The change in the Investment Bill is unlikely to be sufficient to restore investor confidence or improve the investment climate, says Jeffery. The Bill was introduced as an alternative to terminated bilateral investment treaties – mainly European countries. Europe is currently South Africa’s biggest foreign direct investment destination.
Director of the real estate and conveyancing department at Bowman Gilfillan, Ronel Straughan, says the Investment Bill wipes out any international protection given to foreign investors.
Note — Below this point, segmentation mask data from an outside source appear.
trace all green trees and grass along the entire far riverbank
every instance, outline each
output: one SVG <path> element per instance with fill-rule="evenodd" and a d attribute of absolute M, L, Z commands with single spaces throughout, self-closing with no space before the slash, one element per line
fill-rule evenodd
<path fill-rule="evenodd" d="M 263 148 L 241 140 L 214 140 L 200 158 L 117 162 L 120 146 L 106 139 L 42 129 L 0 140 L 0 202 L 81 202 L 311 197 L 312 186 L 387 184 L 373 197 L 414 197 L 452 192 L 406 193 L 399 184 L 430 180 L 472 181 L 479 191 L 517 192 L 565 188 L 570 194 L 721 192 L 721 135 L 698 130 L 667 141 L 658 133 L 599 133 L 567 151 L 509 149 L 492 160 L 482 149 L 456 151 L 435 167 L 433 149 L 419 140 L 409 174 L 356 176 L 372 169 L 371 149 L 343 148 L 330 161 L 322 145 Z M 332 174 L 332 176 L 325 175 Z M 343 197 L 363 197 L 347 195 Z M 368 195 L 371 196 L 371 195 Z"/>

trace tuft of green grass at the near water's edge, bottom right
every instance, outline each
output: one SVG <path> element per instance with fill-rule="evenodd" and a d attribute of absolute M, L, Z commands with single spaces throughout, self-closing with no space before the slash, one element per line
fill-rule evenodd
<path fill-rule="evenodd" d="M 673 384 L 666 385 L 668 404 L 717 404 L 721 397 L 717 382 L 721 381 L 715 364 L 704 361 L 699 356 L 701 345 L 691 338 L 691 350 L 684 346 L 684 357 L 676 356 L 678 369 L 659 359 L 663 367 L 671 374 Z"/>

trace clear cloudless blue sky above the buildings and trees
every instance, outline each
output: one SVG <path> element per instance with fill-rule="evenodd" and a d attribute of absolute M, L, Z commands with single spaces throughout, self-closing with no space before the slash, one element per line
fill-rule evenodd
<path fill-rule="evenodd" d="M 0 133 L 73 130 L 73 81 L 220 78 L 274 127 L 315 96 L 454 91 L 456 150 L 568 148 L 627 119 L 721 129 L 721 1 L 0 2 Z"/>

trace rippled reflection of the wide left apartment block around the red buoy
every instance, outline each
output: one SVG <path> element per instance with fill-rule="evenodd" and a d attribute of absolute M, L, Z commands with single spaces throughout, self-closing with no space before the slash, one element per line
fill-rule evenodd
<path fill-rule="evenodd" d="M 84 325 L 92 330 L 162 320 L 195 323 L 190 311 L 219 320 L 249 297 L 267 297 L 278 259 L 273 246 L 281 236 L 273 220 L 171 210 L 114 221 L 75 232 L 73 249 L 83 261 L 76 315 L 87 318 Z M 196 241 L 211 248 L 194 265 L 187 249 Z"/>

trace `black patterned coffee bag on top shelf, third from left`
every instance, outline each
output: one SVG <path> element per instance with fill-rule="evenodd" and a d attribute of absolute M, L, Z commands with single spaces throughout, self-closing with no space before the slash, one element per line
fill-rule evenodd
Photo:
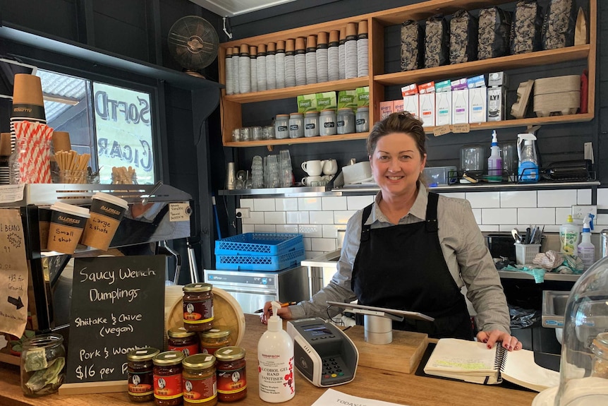
<path fill-rule="evenodd" d="M 450 20 L 450 64 L 477 60 L 478 22 L 466 10 L 458 10 Z"/>

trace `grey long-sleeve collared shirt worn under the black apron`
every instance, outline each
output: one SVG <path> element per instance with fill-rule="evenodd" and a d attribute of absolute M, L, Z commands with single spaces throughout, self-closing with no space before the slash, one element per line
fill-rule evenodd
<path fill-rule="evenodd" d="M 379 209 L 380 193 L 375 198 L 374 208 L 366 224 L 372 228 L 393 226 Z M 422 184 L 418 186 L 418 197 L 410 213 L 399 220 L 399 224 L 411 224 L 425 220 L 428 193 Z M 353 263 L 359 250 L 363 210 L 358 210 L 346 225 L 346 235 L 337 264 L 337 272 L 329 284 L 315 294 L 310 301 L 289 306 L 293 318 L 327 318 L 326 301 L 349 302 L 357 299 L 351 290 Z M 460 198 L 439 196 L 437 204 L 439 244 L 448 269 L 458 287 L 466 286 L 467 298 L 477 315 L 475 321 L 482 331 L 501 330 L 510 333 L 509 308 L 502 289 L 500 277 L 494 266 L 490 251 L 475 222 L 470 203 Z M 399 253 L 395 253 L 399 255 Z M 424 272 L 423 269 L 420 272 Z M 342 309 L 333 308 L 329 316 Z"/>

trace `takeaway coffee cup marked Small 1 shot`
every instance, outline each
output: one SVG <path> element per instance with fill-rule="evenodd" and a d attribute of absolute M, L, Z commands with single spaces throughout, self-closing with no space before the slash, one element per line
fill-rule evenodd
<path fill-rule="evenodd" d="M 89 217 L 87 208 L 61 202 L 51 205 L 47 250 L 73 254 Z"/>

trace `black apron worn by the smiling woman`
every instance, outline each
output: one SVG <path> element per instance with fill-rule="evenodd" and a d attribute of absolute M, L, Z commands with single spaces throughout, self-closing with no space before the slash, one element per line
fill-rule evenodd
<path fill-rule="evenodd" d="M 393 321 L 396 330 L 432 338 L 473 340 L 473 328 L 456 281 L 446 264 L 437 234 L 437 193 L 429 193 L 426 221 L 372 229 L 363 209 L 361 244 L 351 287 L 360 304 L 418 311 L 434 321 Z"/>

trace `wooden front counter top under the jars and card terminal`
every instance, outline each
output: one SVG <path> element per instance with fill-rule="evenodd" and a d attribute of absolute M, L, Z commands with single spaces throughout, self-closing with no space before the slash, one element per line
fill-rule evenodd
<path fill-rule="evenodd" d="M 241 346 L 247 355 L 248 396 L 236 405 L 268 405 L 257 395 L 257 340 L 266 330 L 258 316 L 245 315 L 246 334 Z M 382 357 L 382 347 L 378 356 Z M 391 362 L 387 359 L 387 362 Z M 426 378 L 414 374 L 400 374 L 380 369 L 359 366 L 355 380 L 346 385 L 334 386 L 349 395 L 361 398 L 373 398 L 409 406 L 462 405 L 473 402 L 480 405 L 530 405 L 536 393 L 524 390 L 513 390 L 499 386 L 482 386 L 475 383 L 447 381 L 438 378 Z M 308 383 L 299 373 L 296 375 L 296 396 L 286 402 L 289 406 L 310 406 L 324 393 L 324 388 L 317 388 Z M 19 369 L 17 366 L 0 364 L 0 405 L 2 406 L 116 406 L 137 405 L 130 402 L 126 393 L 104 393 L 95 395 L 59 396 L 57 394 L 42 398 L 25 398 L 19 386 Z M 154 402 L 141 405 L 154 405 Z"/>

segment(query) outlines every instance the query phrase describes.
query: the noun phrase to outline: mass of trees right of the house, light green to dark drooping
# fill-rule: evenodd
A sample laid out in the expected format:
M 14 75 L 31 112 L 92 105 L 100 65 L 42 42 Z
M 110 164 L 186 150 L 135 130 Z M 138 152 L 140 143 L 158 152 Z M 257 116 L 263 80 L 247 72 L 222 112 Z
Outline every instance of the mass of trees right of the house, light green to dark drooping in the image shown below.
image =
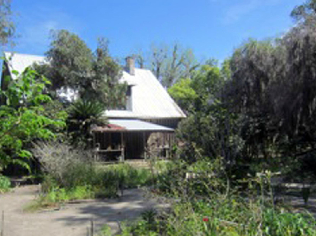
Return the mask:
M 221 68 L 203 65 L 168 90 L 188 113 L 178 130 L 186 159 L 198 151 L 244 174 L 299 166 L 316 174 L 314 1 L 292 16 L 298 9 L 302 18 L 282 38 L 249 39 Z

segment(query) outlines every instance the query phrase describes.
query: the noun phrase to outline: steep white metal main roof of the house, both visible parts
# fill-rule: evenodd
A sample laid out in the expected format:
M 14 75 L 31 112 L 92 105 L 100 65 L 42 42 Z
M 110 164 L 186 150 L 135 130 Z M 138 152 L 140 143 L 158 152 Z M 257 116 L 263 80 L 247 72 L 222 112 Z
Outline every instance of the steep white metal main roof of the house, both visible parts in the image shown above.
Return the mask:
M 33 56 L 5 52 L 5 57 L 9 60 L 10 72 L 12 69 L 20 73 L 34 62 L 47 63 L 44 56 Z M 12 73 L 11 73 L 12 75 Z M 14 75 L 12 75 L 14 78 Z M 135 68 L 135 75 L 123 71 L 121 81 L 126 81 L 132 85 L 132 109 L 131 111 L 107 110 L 105 115 L 109 118 L 184 118 L 184 112 L 173 101 L 168 92 L 162 87 L 154 74 L 147 69 Z

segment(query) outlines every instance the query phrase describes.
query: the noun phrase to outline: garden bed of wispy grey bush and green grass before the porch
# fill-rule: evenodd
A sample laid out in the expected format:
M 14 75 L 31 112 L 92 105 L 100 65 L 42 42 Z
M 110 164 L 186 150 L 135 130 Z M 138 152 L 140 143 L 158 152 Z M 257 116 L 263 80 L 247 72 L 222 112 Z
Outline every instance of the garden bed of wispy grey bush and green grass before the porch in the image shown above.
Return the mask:
M 99 167 L 89 161 L 87 152 L 58 142 L 34 144 L 33 154 L 46 172 L 40 206 L 75 199 L 117 198 L 119 190 L 123 195 L 124 188 L 146 185 L 152 179 L 149 170 L 127 164 Z

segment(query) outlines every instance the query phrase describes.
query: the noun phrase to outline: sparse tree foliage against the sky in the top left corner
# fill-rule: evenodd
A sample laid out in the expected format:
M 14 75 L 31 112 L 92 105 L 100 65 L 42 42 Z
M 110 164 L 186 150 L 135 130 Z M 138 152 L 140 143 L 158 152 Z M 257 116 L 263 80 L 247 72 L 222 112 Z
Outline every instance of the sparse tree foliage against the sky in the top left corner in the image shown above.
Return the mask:
M 12 20 L 11 0 L 0 1 L 0 44 L 8 44 L 15 35 Z M 12 42 L 12 41 L 11 41 Z

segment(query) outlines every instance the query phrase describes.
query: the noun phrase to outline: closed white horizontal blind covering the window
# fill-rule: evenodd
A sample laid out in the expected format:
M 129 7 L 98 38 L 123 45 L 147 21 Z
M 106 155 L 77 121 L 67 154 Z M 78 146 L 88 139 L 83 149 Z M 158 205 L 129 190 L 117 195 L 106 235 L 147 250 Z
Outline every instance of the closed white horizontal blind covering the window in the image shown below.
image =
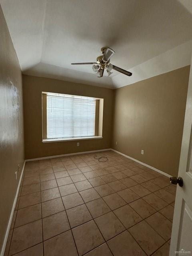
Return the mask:
M 47 138 L 94 136 L 95 106 L 90 97 L 47 95 Z

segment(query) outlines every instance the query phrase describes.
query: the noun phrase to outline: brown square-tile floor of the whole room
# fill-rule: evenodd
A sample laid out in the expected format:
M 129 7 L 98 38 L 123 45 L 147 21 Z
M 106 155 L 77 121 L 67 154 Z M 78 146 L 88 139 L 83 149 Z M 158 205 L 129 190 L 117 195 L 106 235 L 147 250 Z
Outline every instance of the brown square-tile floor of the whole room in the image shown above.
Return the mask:
M 112 151 L 26 162 L 4 255 L 168 256 L 175 192 Z

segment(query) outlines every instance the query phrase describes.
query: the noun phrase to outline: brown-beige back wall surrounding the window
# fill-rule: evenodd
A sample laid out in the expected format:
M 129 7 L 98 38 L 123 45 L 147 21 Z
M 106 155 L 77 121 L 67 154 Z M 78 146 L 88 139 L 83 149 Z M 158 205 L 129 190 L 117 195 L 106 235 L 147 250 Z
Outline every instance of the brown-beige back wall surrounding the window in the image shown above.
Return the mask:
M 42 143 L 42 92 L 104 98 L 103 138 Z M 114 90 L 62 80 L 23 75 L 25 158 L 110 148 Z

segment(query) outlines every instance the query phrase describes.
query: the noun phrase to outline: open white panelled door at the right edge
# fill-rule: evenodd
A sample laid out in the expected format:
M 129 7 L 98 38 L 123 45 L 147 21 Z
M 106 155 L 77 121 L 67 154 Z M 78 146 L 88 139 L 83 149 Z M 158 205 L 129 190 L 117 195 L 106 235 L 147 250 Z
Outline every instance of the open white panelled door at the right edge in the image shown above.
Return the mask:
M 177 184 L 170 256 L 192 256 L 192 62 L 188 85 L 184 130 Z

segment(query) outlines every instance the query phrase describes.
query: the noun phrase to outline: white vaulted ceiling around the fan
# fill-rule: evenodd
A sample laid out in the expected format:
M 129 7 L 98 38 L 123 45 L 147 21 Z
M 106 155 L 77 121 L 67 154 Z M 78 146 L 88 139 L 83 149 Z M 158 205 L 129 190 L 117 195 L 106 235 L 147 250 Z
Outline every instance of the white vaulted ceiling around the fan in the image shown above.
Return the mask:
M 190 0 L 0 0 L 24 74 L 116 88 L 190 64 Z M 188 8 L 189 6 L 189 8 Z M 100 48 L 133 72 L 97 78 Z

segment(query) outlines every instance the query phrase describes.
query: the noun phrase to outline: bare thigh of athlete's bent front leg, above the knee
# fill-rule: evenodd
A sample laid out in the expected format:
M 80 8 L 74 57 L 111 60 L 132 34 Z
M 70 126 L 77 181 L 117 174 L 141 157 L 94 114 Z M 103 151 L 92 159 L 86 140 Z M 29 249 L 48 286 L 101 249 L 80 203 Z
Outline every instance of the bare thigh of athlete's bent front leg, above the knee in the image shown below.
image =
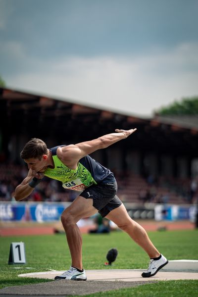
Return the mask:
M 71 215 L 76 220 L 90 217 L 98 210 L 93 206 L 93 199 L 77 197 L 62 213 L 62 215 Z

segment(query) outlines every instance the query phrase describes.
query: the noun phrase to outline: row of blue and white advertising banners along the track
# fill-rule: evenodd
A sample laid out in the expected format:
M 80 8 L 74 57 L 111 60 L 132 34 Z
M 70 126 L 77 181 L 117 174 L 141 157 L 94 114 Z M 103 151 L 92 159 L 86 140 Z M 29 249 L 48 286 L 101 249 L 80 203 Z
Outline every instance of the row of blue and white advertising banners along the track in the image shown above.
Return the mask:
M 0 221 L 58 221 L 63 210 L 71 202 L 0 202 Z M 126 205 L 133 219 L 191 220 L 195 221 L 197 208 L 194 205 L 156 204 L 153 207 Z

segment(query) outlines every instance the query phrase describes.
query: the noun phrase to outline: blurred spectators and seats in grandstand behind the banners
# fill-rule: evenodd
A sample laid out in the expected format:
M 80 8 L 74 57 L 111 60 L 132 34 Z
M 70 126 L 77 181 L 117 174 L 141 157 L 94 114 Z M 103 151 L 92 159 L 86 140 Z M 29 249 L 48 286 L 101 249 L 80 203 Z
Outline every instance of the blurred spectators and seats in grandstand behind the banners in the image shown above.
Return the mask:
M 15 201 L 14 190 L 27 176 L 24 165 L 0 165 L 0 200 Z M 198 199 L 198 177 L 175 179 L 156 178 L 152 175 L 137 176 L 125 172 L 115 173 L 118 182 L 118 196 L 123 202 L 194 203 Z M 61 182 L 44 177 L 35 191 L 23 201 L 73 201 L 78 192 L 65 190 Z

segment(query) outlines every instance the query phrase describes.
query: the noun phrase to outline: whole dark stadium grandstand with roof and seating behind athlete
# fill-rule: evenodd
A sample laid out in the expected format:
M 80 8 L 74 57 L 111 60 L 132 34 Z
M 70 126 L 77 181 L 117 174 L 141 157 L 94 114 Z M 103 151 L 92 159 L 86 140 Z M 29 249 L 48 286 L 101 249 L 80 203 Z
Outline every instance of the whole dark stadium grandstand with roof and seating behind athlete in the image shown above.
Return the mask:
M 26 176 L 20 151 L 29 139 L 41 138 L 50 148 L 95 139 L 116 128 L 137 128 L 137 132 L 92 156 L 115 173 L 123 202 L 194 202 L 198 195 L 197 121 L 140 118 L 133 116 L 133 110 L 122 114 L 7 88 L 0 88 L 0 200 L 14 199 L 15 186 Z M 75 192 L 44 178 L 26 200 L 74 198 Z

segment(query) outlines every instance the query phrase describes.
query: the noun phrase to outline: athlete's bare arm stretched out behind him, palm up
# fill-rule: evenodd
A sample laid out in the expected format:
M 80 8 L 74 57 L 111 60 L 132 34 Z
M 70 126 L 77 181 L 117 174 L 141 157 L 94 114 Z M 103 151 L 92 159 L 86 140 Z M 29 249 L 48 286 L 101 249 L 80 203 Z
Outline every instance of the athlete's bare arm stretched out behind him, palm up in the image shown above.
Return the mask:
M 67 165 L 73 164 L 78 162 L 82 157 L 98 149 L 107 148 L 112 144 L 127 138 L 136 130 L 136 128 L 130 130 L 115 129 L 116 133 L 106 134 L 91 141 L 63 147 L 58 151 L 58 157 L 60 157 L 62 162 Z

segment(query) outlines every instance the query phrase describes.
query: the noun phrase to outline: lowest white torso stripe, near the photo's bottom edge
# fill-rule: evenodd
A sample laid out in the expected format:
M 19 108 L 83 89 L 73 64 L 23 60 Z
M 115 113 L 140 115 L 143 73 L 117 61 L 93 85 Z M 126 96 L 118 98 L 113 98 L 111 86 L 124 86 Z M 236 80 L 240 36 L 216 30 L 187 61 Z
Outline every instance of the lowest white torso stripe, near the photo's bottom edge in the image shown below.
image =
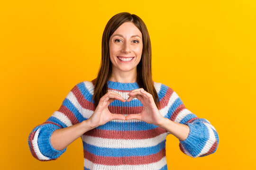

Investors must now revert to the protection offered by South Africa’s Constitution. “The potential of a level of compensation in the event of expropriation is not equal to that accorded under the standards set by the bilateral investment treaties,” says Straughan.
In another twist, President Jacob Zuma in the State of the Nation address on Thursday said: “Foreign nationals will not be allowed to own land in South Africa but will be eligible for long term lease. In this regard, the Regulation of Land Holdings Bill will be submitted to Parliament this year.”
Other bills in question
Government has other legislations which impact property rights, including the amendments to Expropriation Bill of 1975 (Expropriation Bill) and the introduction of the Property Valuation Bill of 2014 (Valuation Bill).
The amendment of the Expropriation Bill extends a clause that a property may be expropriated not only for public purposes, but in the public interest to achieve land reform. All tiers of government now have the power to expropriate.
While the Valuation Bill gives a valuer-general exclusive power to value properties in the event of land reform and expropriation, Zuma said in Sona on Thursday that the process of establishing the office of the valuer-general is underway.
“Once implemented the law [Valuation Bill] will stop the reliance on the willing buyer-willing seller method in respect of land acquisition by the state,” Zuma said.
The Expropriation Bill and Valuation Bill have been passed, but there’s no indication as to when they will be operational.